On 02.08.2018, the case again came for hearing before a three member bench, headed by Honourable Mr. Justice Mian Saqib Nisar, Chief Justice of Pakistan, and comprising Honourable Mr. Justice Umar Ata Bandial and Honourable Mr. Justice Ijaz Ul Ahsan and the Honourable Bench passed the following order:
“The representatives of the banks, who were required to appear, are present. They state that the amounts contained in the report of the Commission are correct and they endorse the same. However, in order to find out how many out of the 222 cases of persons/organizations/companies which were recommended by the Commission to be fit for further investigation, are interested in exercising option No.1 mentioned in our previous order(s), a meeting was convened under our orders.
We have been informed that at present, only 26 out of the 222 borrowers are interested in exercising option No.1 (a list whereof has been placed on the record as mark ‘A’). We have however been apprised that some other borrowers may also be interested in availing the first option. Therefore, some more time may be granted to enable them to decide whether or not they wish to exercise option No.1. Accordingly, we grant one final opportunity to all those who wish to exercise option No.1 to apprise this Court of their final decision within 10 days’ from today.
2. It may be clarified that on the next date of hearing, we will consider the possibility of modifying the other two options to the extent that the outstanding amounts, as determined by the Commission, along with mark-up thereon, may be treated as decrees passed by Courts of competent jurisdiction.

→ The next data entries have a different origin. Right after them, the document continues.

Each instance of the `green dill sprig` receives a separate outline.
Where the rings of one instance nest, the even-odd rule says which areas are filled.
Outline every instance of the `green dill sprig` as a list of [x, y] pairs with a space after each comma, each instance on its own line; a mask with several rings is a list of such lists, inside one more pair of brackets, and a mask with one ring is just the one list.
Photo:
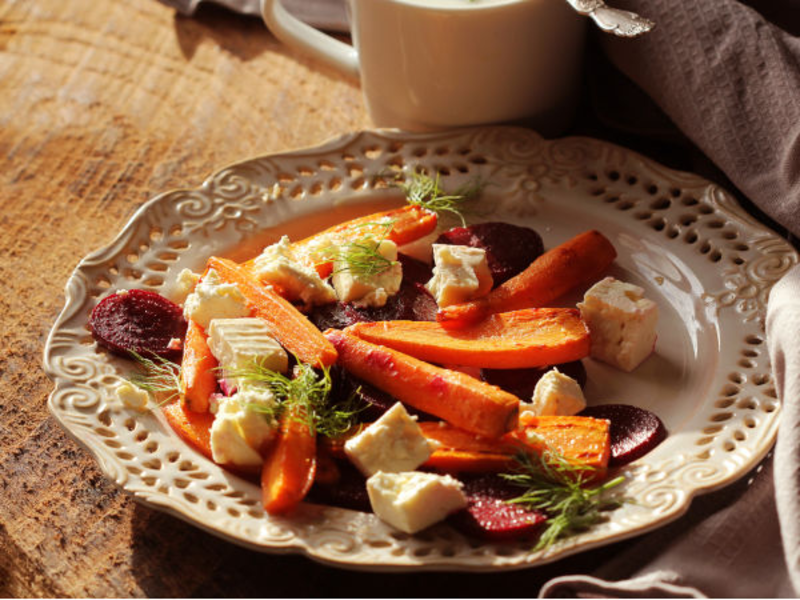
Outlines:
[[607, 497], [605, 492], [621, 484], [620, 476], [598, 486], [587, 486], [596, 469], [589, 465], [569, 462], [550, 447], [533, 458], [528, 454], [517, 457], [520, 472], [501, 474], [505, 480], [525, 488], [525, 492], [508, 500], [547, 515], [546, 528], [534, 551], [553, 545], [600, 523], [604, 511], [619, 508], [624, 498]]
[[467, 224], [464, 215], [467, 213], [466, 202], [483, 191], [484, 184], [474, 180], [467, 185], [448, 194], [442, 189], [439, 173], [431, 177], [425, 173], [412, 173], [407, 181], [399, 184], [406, 194], [409, 204], [420, 206], [436, 214], [450, 213], [455, 215], [462, 226]]
[[276, 420], [289, 414], [305, 423], [312, 435], [342, 435], [355, 424], [356, 415], [365, 408], [359, 405], [355, 394], [338, 404], [329, 402], [333, 383], [327, 367], [315, 370], [298, 363], [293, 377], [288, 377], [253, 363], [249, 368], [229, 372], [228, 375], [240, 381], [264, 384], [275, 395], [274, 404], [248, 404], [250, 410]]
[[364, 236], [352, 242], [323, 248], [319, 252], [322, 259], [320, 262], [332, 262], [337, 265], [334, 273], [349, 271], [354, 276], [361, 277], [372, 277], [391, 269], [397, 261], [390, 260], [381, 254], [380, 247], [392, 230], [394, 221], [362, 224], [363, 227], [367, 225], [383, 227], [384, 231], [377, 236]]
[[153, 396], [161, 397], [157, 403], [159, 406], [169, 404], [180, 396], [180, 365], [155, 354], [153, 358], [142, 356], [133, 350], [130, 354], [139, 366], [139, 372], [128, 377], [132, 385]]

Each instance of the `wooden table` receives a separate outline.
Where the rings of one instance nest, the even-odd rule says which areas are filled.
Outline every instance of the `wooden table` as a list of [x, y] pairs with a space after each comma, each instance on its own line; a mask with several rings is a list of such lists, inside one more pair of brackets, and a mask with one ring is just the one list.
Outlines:
[[260, 554], [133, 502], [49, 416], [41, 353], [81, 257], [156, 193], [370, 126], [356, 85], [256, 19], [0, 0], [0, 596], [535, 596], [626, 544], [497, 575]]

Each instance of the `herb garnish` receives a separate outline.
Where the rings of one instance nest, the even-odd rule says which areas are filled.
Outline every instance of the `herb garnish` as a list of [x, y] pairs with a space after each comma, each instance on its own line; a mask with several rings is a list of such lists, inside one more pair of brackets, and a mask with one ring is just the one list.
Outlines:
[[164, 396], [158, 406], [169, 404], [180, 396], [180, 366], [172, 361], [153, 355], [153, 358], [142, 356], [138, 352], [130, 351], [133, 359], [139, 364], [140, 372], [128, 377], [128, 381], [139, 389], [151, 394]]
[[622, 483], [620, 476], [599, 486], [586, 483], [596, 473], [589, 465], [569, 462], [550, 447], [534, 457], [521, 454], [517, 457], [520, 472], [500, 476], [526, 491], [509, 503], [522, 504], [547, 515], [546, 529], [539, 537], [534, 551], [548, 548], [557, 540], [588, 529], [604, 520], [603, 511], [619, 508], [624, 498], [603, 497], [603, 494]]
[[380, 253], [383, 241], [394, 226], [394, 221], [385, 223], [363, 223], [361, 227], [383, 227], [384, 231], [377, 236], [365, 235], [352, 242], [344, 242], [337, 246], [328, 246], [320, 250], [323, 263], [338, 263], [334, 273], [349, 271], [354, 276], [372, 277], [392, 268], [397, 261], [390, 260]]
[[480, 180], [476, 180], [458, 188], [452, 194], [448, 194], [442, 189], [438, 172], [435, 178], [425, 173], [412, 173], [410, 178], [399, 186], [405, 192], [406, 201], [409, 204], [426, 208], [437, 214], [453, 214], [461, 220], [462, 226], [467, 224], [464, 218], [466, 212], [464, 204], [480, 194], [484, 188], [484, 184]]
[[266, 384], [275, 395], [275, 404], [248, 404], [250, 410], [273, 419], [279, 419], [284, 414], [291, 415], [308, 425], [312, 435], [342, 435], [355, 424], [356, 415], [365, 408], [363, 405], [359, 406], [355, 394], [344, 402], [329, 403], [332, 380], [327, 367], [315, 370], [309, 365], [298, 363], [294, 367], [293, 377], [288, 377], [256, 362], [249, 368], [228, 375], [239, 380]]

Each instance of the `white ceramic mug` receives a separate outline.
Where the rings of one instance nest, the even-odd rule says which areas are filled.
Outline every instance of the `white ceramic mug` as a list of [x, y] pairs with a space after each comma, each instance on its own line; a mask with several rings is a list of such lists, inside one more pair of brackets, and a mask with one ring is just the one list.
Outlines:
[[425, 131], [572, 113], [585, 20], [566, 0], [347, 0], [354, 46], [261, 0], [289, 46], [360, 78], [372, 120]]

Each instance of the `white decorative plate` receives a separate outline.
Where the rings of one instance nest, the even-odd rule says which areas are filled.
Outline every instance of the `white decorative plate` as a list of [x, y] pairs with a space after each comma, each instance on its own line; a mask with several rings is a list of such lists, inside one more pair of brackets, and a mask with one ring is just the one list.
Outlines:
[[[212, 253], [242, 258], [242, 248], [258, 252], [282, 231], [309, 233], [376, 210], [376, 201], [399, 203], [400, 191], [374, 176], [417, 167], [438, 171], [448, 190], [480, 178], [488, 183], [482, 218], [529, 224], [548, 247], [602, 231], [619, 253], [614, 274], [643, 286], [660, 307], [655, 355], [631, 374], [586, 360], [586, 395], [591, 404], [650, 409], [670, 435], [625, 470], [624, 491], [635, 502], [543, 552], [529, 543], [479, 543], [447, 525], [409, 536], [371, 514], [312, 504], [269, 517], [257, 486], [189, 448], [157, 411], [136, 413], [114, 399], [130, 366], [99, 350], [87, 329], [92, 308], [114, 290], [169, 296], [177, 273], [199, 270]], [[767, 296], [797, 261], [787, 242], [724, 190], [604, 142], [545, 141], [497, 127], [345, 135], [162, 194], [81, 261], [45, 349], [55, 383], [49, 407], [138, 500], [250, 548], [358, 569], [533, 566], [672, 521], [695, 494], [733, 482], [764, 456], [780, 413], [764, 343]]]

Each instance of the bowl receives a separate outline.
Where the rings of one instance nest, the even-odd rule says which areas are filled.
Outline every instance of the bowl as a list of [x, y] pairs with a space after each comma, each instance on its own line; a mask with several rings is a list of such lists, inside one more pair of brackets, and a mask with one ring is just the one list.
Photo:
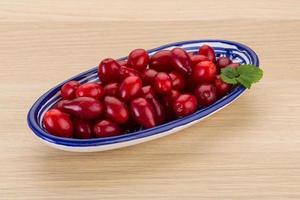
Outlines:
[[[175, 47], [184, 48], [187, 52], [196, 52], [199, 47], [207, 44], [214, 48], [216, 56], [226, 56], [240, 64], [253, 64], [259, 66], [259, 60], [256, 53], [244, 44], [226, 41], [226, 40], [192, 40], [166, 44], [154, 49], [148, 50], [149, 55], [153, 55], [157, 51], [163, 49], [173, 49]], [[124, 60], [127, 57], [118, 60]], [[149, 128], [143, 129], [124, 135], [108, 138], [93, 138], [93, 139], [74, 139], [74, 138], [61, 138], [47, 133], [42, 124], [42, 119], [45, 112], [51, 108], [56, 102], [60, 100], [59, 90], [61, 86], [71, 80], [79, 81], [80, 83], [99, 81], [97, 76], [97, 67], [82, 72], [50, 89], [43, 94], [32, 105], [28, 112], [27, 121], [30, 129], [41, 141], [47, 145], [66, 151], [77, 152], [93, 152], [104, 151], [110, 149], [117, 149], [127, 147], [150, 140], [154, 140], [172, 133], [185, 129], [195, 123], [200, 122], [206, 117], [214, 114], [215, 112], [228, 106], [234, 100], [239, 98], [246, 89], [243, 86], [235, 87], [229, 94], [216, 101], [214, 104], [200, 108], [195, 113], [176, 119], [174, 121]]]

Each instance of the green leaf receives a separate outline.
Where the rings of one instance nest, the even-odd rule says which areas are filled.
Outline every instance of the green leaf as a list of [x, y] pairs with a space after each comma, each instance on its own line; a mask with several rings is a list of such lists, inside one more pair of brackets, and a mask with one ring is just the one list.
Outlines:
[[237, 68], [237, 71], [240, 76], [247, 77], [251, 83], [258, 82], [263, 76], [263, 71], [255, 65], [241, 65]]
[[228, 76], [226, 76], [225, 74], [221, 74], [221, 79], [228, 84], [237, 84], [238, 82], [235, 80], [235, 78], [229, 78]]
[[248, 79], [248, 77], [245, 76], [240, 76], [238, 78], [236, 78], [237, 82], [241, 85], [243, 85], [245, 88], [250, 89], [252, 82]]
[[258, 82], [263, 71], [255, 65], [241, 65], [237, 68], [225, 67], [221, 69], [221, 78], [228, 84], [241, 84], [250, 89], [253, 83]]
[[239, 75], [238, 71], [232, 67], [225, 67], [221, 69], [221, 72], [228, 78], [235, 78]]

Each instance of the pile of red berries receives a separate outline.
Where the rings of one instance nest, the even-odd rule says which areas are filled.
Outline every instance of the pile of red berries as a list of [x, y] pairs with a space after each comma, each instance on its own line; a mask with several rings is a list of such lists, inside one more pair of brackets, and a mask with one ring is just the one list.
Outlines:
[[43, 118], [46, 130], [59, 137], [110, 137], [192, 114], [214, 103], [232, 85], [220, 78], [224, 67], [238, 67], [227, 57], [216, 59], [213, 48], [187, 53], [182, 48], [149, 56], [135, 49], [128, 60], [100, 62], [100, 82], [70, 81]]

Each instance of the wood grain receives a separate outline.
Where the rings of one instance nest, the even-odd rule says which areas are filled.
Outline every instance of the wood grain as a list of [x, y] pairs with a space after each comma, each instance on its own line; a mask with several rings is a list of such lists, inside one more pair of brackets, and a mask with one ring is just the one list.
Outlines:
[[[151, 2], [0, 2], [0, 199], [300, 199], [299, 1]], [[88, 154], [27, 128], [37, 97], [102, 58], [203, 38], [249, 45], [265, 74], [201, 123]]]

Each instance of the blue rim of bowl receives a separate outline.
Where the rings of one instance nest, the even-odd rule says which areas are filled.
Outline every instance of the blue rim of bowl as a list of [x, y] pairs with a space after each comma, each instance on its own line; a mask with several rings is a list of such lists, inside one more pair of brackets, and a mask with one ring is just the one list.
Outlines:
[[[228, 41], [228, 40], [216, 40], [216, 39], [208, 39], [208, 40], [189, 40], [189, 41], [182, 41], [182, 42], [176, 42], [176, 43], [170, 43], [166, 44], [157, 48], [153, 48], [148, 50], [149, 53], [154, 52], [154, 51], [159, 51], [165, 48], [173, 47], [173, 46], [181, 46], [181, 45], [186, 45], [186, 44], [192, 44], [192, 43], [205, 43], [205, 42], [220, 42], [220, 43], [225, 43], [229, 45], [234, 45], [238, 47], [238, 49], [241, 49], [243, 51], [246, 51], [250, 55], [250, 61], [259, 67], [259, 59], [256, 53], [249, 48], [248, 46], [238, 43], [238, 42], [233, 42], [233, 41]], [[127, 59], [127, 57], [120, 58], [118, 60], [124, 60]], [[48, 92], [43, 94], [38, 100], [32, 105], [30, 108], [28, 115], [27, 115], [27, 123], [29, 128], [35, 133], [36, 136], [39, 138], [50, 142], [54, 143], [57, 145], [63, 145], [63, 146], [69, 146], [69, 147], [91, 147], [91, 146], [102, 146], [102, 145], [109, 145], [109, 144], [116, 144], [116, 143], [123, 143], [123, 142], [128, 142], [132, 140], [137, 140], [137, 139], [142, 139], [145, 137], [153, 136], [156, 134], [160, 134], [166, 131], [170, 131], [174, 128], [184, 126], [186, 124], [189, 124], [195, 120], [199, 120], [201, 118], [206, 117], [207, 115], [221, 109], [222, 107], [226, 106], [233, 100], [235, 100], [237, 97], [239, 97], [245, 90], [246, 88], [243, 86], [238, 86], [236, 87], [233, 91], [231, 91], [225, 98], [222, 98], [215, 102], [214, 104], [200, 109], [196, 111], [195, 113], [180, 118], [173, 120], [171, 122], [150, 128], [150, 129], [144, 129], [140, 131], [136, 131], [133, 133], [128, 133], [120, 136], [115, 136], [115, 137], [108, 137], [108, 138], [92, 138], [92, 139], [74, 139], [74, 138], [62, 138], [62, 137], [56, 137], [54, 135], [51, 135], [47, 133], [43, 128], [39, 126], [38, 119], [37, 119], [37, 113], [40, 110], [40, 108], [43, 106], [45, 102], [49, 98], [51, 98], [53, 95], [55, 95], [60, 87], [70, 81], [70, 80], [80, 80], [82, 77], [86, 76], [87, 74], [90, 74], [91, 72], [94, 72], [97, 70], [97, 67], [94, 67], [90, 70], [87, 70], [85, 72], [82, 72], [58, 85], [50, 89]]]

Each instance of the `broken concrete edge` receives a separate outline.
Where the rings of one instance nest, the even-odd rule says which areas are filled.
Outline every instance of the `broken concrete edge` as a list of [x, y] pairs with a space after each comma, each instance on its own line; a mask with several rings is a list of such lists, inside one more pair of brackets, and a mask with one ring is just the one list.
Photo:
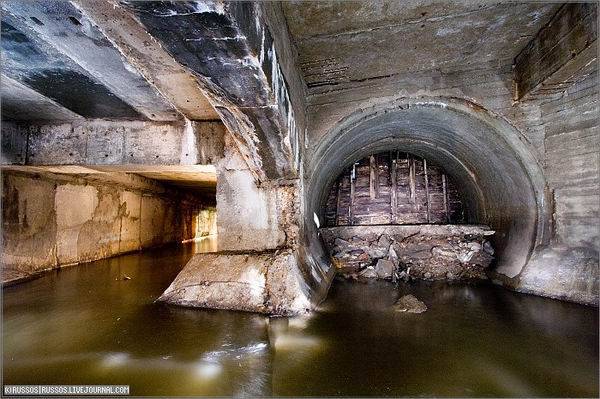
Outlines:
[[302, 268], [298, 252], [289, 248], [196, 254], [156, 301], [275, 316], [305, 314], [324, 295], [307, 284]]

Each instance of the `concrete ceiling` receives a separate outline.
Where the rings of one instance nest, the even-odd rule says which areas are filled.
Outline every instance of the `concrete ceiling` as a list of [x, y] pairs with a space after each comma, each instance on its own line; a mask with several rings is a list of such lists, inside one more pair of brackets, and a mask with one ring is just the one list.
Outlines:
[[283, 9], [309, 87], [510, 65], [557, 3], [293, 1]]
[[[192, 191], [209, 201], [214, 200], [217, 189], [217, 172], [212, 165], [3, 165], [0, 170], [71, 175], [109, 182], [123, 181], [126, 175], [133, 174]], [[130, 185], [133, 184], [129, 180], [127, 182]]]
[[209, 197], [215, 196], [217, 190], [217, 171], [213, 165], [113, 165], [94, 166], [93, 169], [134, 173]]
[[[96, 12], [94, 18], [81, 4], [64, 0], [9, 0], [1, 7], [4, 118], [218, 118], [190, 74], [154, 49], [158, 44], [116, 4], [95, 2], [86, 9]], [[118, 21], [107, 12], [100, 15], [106, 10]], [[143, 62], [152, 68], [143, 68], [127, 47], [140, 43], [147, 43]], [[162, 76], [169, 76], [168, 86]]]

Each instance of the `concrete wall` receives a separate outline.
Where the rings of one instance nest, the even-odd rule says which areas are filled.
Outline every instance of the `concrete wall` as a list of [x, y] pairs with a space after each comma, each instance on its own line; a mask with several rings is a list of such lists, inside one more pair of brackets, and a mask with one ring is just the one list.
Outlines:
[[532, 294], [598, 305], [600, 162], [598, 75], [541, 96], [544, 172], [553, 199], [552, 240], [533, 254], [516, 286]]
[[554, 195], [555, 238], [600, 247], [598, 204], [598, 75], [591, 73], [564, 95], [540, 106], [545, 131], [544, 171]]
[[126, 176], [3, 171], [3, 280], [214, 233], [214, 208]]
[[217, 165], [219, 250], [264, 251], [293, 245], [297, 187], [271, 182], [258, 186], [234, 144], [227, 142], [226, 156]]

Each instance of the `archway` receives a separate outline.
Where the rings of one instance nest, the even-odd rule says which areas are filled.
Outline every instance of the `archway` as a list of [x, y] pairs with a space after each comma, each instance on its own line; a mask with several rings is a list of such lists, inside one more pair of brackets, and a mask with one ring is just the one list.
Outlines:
[[548, 240], [545, 181], [525, 137], [471, 102], [420, 98], [360, 110], [318, 145], [305, 190], [306, 233], [313, 250], [322, 248], [313, 218], [324, 220], [337, 176], [353, 162], [390, 149], [444, 165], [461, 185], [472, 221], [496, 231], [497, 272], [515, 277], [536, 245]]

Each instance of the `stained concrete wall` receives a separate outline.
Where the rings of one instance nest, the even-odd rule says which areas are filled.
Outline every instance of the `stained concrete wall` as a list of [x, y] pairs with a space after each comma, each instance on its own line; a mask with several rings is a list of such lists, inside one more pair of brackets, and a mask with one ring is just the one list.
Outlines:
[[293, 245], [298, 229], [294, 181], [257, 185], [234, 144], [226, 141], [225, 157], [217, 165], [219, 250], [264, 251]]
[[3, 171], [3, 280], [215, 232], [195, 196], [128, 179]]

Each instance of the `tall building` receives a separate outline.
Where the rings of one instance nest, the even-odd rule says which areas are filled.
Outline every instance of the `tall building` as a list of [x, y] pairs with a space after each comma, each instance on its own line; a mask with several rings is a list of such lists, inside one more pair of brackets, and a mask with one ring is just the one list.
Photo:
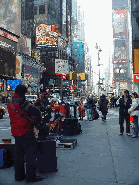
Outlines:
[[133, 91], [139, 93], [139, 0], [131, 0], [130, 5], [132, 28]]
[[21, 70], [16, 63], [20, 15], [20, 1], [0, 1], [0, 89], [4, 91], [7, 80], [17, 79]]
[[78, 6], [77, 10], [77, 41], [85, 42], [85, 32], [84, 32], [84, 12], [82, 11], [82, 7]]
[[130, 20], [128, 0], [112, 0], [113, 14], [113, 81], [118, 94], [124, 89], [132, 90], [131, 62], [130, 62], [130, 34], [128, 27]]

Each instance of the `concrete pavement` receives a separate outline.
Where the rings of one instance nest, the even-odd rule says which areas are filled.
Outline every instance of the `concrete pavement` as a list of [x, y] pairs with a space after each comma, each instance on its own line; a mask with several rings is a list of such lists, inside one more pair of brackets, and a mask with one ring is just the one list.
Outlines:
[[[82, 134], [65, 137], [77, 139], [77, 146], [57, 149], [58, 172], [44, 174], [43, 181], [32, 184], [138, 185], [139, 138], [132, 139], [125, 133], [118, 135], [118, 116], [118, 109], [109, 109], [106, 122], [101, 118], [80, 121]], [[26, 182], [15, 181], [11, 167], [0, 169], [0, 184], [25, 185]]]

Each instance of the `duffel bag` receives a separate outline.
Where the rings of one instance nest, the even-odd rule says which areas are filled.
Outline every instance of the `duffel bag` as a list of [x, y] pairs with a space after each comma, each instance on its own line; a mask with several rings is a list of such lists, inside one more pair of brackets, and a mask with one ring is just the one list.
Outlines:
[[7, 149], [0, 149], [0, 168], [8, 168], [14, 164], [12, 154]]

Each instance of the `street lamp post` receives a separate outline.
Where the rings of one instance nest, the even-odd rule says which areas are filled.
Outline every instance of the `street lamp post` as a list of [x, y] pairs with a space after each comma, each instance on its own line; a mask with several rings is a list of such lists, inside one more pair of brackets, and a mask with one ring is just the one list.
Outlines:
[[[95, 48], [98, 50], [98, 65], [97, 66], [101, 66], [102, 64], [99, 63], [99, 60], [100, 60], [99, 54], [100, 54], [100, 52], [102, 52], [102, 50], [101, 50], [100, 46], [98, 47], [97, 43], [96, 43]], [[100, 67], [99, 67], [99, 82], [98, 82], [98, 98], [100, 98], [99, 86], [100, 86]]]

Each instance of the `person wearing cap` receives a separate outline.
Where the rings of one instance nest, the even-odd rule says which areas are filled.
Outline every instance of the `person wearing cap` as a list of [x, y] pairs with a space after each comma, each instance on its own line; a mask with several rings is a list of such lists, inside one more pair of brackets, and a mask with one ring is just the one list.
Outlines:
[[[26, 100], [25, 85], [17, 85], [15, 93], [7, 103], [11, 123], [11, 134], [15, 138], [15, 180], [38, 181], [36, 177], [36, 152], [41, 112]], [[26, 161], [26, 175], [24, 170]]]

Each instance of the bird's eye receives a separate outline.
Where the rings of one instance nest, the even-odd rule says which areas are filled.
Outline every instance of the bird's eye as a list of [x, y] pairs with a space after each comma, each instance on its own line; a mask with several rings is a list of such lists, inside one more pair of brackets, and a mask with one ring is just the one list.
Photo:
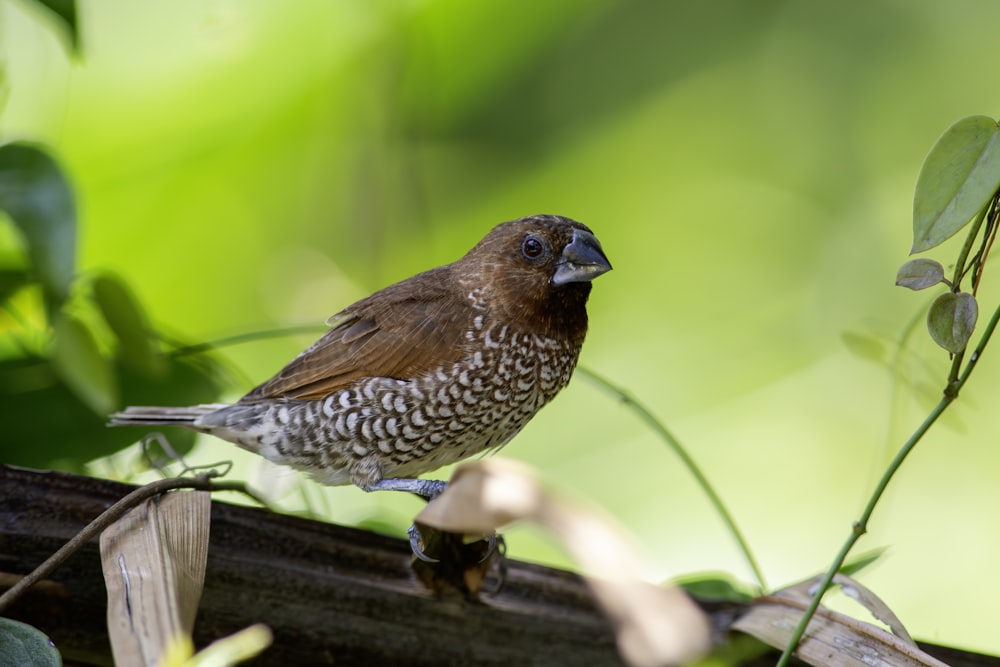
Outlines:
[[534, 234], [529, 234], [521, 243], [521, 252], [528, 259], [538, 259], [545, 254], [545, 243]]

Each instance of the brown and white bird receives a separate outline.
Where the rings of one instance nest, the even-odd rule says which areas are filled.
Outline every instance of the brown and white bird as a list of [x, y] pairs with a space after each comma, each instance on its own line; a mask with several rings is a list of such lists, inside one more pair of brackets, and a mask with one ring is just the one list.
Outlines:
[[324, 484], [436, 495], [416, 480], [502, 447], [569, 382], [590, 281], [611, 270], [585, 225], [536, 215], [464, 257], [390, 285], [235, 404], [129, 407], [111, 425], [172, 424]]

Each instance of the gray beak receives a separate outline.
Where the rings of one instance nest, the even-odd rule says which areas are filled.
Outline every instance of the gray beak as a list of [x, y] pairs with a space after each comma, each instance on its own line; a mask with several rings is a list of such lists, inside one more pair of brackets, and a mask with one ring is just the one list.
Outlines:
[[611, 262], [601, 250], [601, 242], [590, 232], [573, 231], [573, 239], [563, 248], [552, 276], [555, 285], [582, 283], [611, 270]]

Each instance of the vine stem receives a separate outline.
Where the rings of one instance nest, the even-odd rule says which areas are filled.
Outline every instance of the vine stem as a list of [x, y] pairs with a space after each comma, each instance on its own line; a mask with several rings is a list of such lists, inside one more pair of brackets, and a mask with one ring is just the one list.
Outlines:
[[299, 326], [282, 327], [280, 329], [265, 329], [263, 331], [251, 331], [249, 333], [236, 334], [235, 336], [226, 336], [225, 338], [219, 338], [217, 340], [208, 341], [205, 343], [196, 343], [194, 345], [177, 345], [176, 349], [171, 352], [174, 356], [183, 357], [191, 354], [201, 354], [202, 352], [209, 352], [220, 347], [228, 347], [230, 345], [239, 345], [242, 343], [251, 343], [258, 340], [266, 340], [268, 338], [282, 338], [284, 336], [294, 336], [297, 334], [305, 333], [317, 333], [320, 331], [326, 331], [330, 327], [324, 326], [322, 324], [302, 324]]
[[986, 206], [972, 219], [972, 227], [969, 228], [968, 234], [965, 237], [965, 243], [962, 244], [962, 250], [958, 253], [958, 260], [955, 262], [955, 274], [951, 280], [952, 290], [955, 292], [958, 291], [958, 286], [969, 269], [969, 266], [966, 265], [966, 260], [969, 258], [969, 253], [972, 252], [972, 246], [976, 243], [976, 237], [979, 236], [979, 228], [983, 226], [983, 222], [989, 216], [992, 208], [993, 198], [991, 197], [986, 202]]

The amounts found payable by the Commission considering that the same were unlawfully got written off may be recovered from the borrowers as arrears of land revenue from the entities, the original borrowers and the guarantors. Such decree shall also be enforceable against mortgaged properties.
3. The borrowers who intend to make deposits pursuant to option No.1 must do so through pay orders/cheques to be deposited with the Registrar of this Court. He shall open a separate account for the said purpose and deposit the amount(s) therein. This order shall be publicized via press release in the print and electronic media.”
The Court has fixed the matter for hearing on 16.8.2018.